Table of Contents
About the Company
The customer is a young, quickly growing US-based startup that offers AI-driven trucking logistics solutions to help its customers enhance fleet operations. The company currently operates in the United States, Canada and Mexico, and serves a fleet of 60 trucks across its customers.
The Problem
The distance matrix API the client had been using to calculate distances and ETAs for customer fleets was a bad fit for their needs. They faced two problems:
- Excessive cost
They were making heavy and frequent use of the API — to the order of millions of calls and tens of millions of distance matrix elements each month. With the API’s fixed pricing model, this was an expensive affair for the startup.
- Future threat
Inflexible pricing posed a significant risk for such an early-stage company with unpredictable growth and usage patterns. If they were to acquire more customers or have a few months of erratically high usage, costs would skyrocket instantly.
With it being clear that this API was ill-suited to their business needs, The client began the search for an alternative distance matrix API. Their criteria included:
- Cost efficiency
- Cost predictability
- Room for operational growth
- API response time
It wasn’t long before they found NextBillion.ai.
The Solution
When the client approached us, it was immediately apparent that NextBillion.ai’s Distance Matrix API aligned quite well with their requirements. Here’s what made the difference:
- Scalability
Most APIs offer the industry-standard 25×25 matrix size. Ours, on the other hand, supports matrices of up to 5,000×5,000 elements, enabling them to calculate ETAs and distances between 5,000 origins and 5,000 destinations in a single call!

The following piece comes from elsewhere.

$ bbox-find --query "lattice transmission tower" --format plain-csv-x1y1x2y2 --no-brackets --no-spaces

This boosted their confidence in our ability to scale up alongside them.
- Truck profiles
Unlike their existing solution, NextBillion.ai’s Distance Matrix API has truck profiles, allowing for more finely tuned and optimized truck-specific routing. Our system accounts for variables like truck dimensions, weight and type of cargo for more efficient and regulation-compliant routes.
- Customized pricing
One of the most important factors in the client’s decision was our flexibility in building a customized pricing quote that would suit them, given the expected volume of API calls. We tailored an asset-based pricing model that let them decide how many trucks would be used each month, helping accurately predict costs.
- Low latency
With the large number of API calls being made and the scope for rapid business expansion in the short term, raw speed was important to the customer. NextBillion.ai’s low-latency Distance Matrix API ensured quick responses to keep up with time-sensitive use cases and future scaling requirements.
- Ease of integration
Our APIs are easy to implement, and they play nice with other tech systems. This meant that the client would not need to overhaul their existing infrastructure or invest excessive resources to get our solution running. With just a few lines of code, they were up and running in no time.
After a brief testing period, the company was keen to move NextBillion.ai’s Distance Matrix API into their production environment. The solution was seamlessly integrated into their stack with the help of our support team, who walked the client through every step of the process and aided adoption of the API.
The Outcome
The transition to NextBillion.ai’s solution was a resounding success. With our Distance Matrix API, the client:
- Benefited from a predictable and sustainable cost structure, gained greater control over their expenses and achieved a 30% reduction in API costs.
- Has already grown their operations and are well positioned to sustainably expand even further without concern for evolving business requirements.
- Enjoyed a significant enhancement in API response times, enhancing real-time decision-making capabilities for their customers’ trucking operations.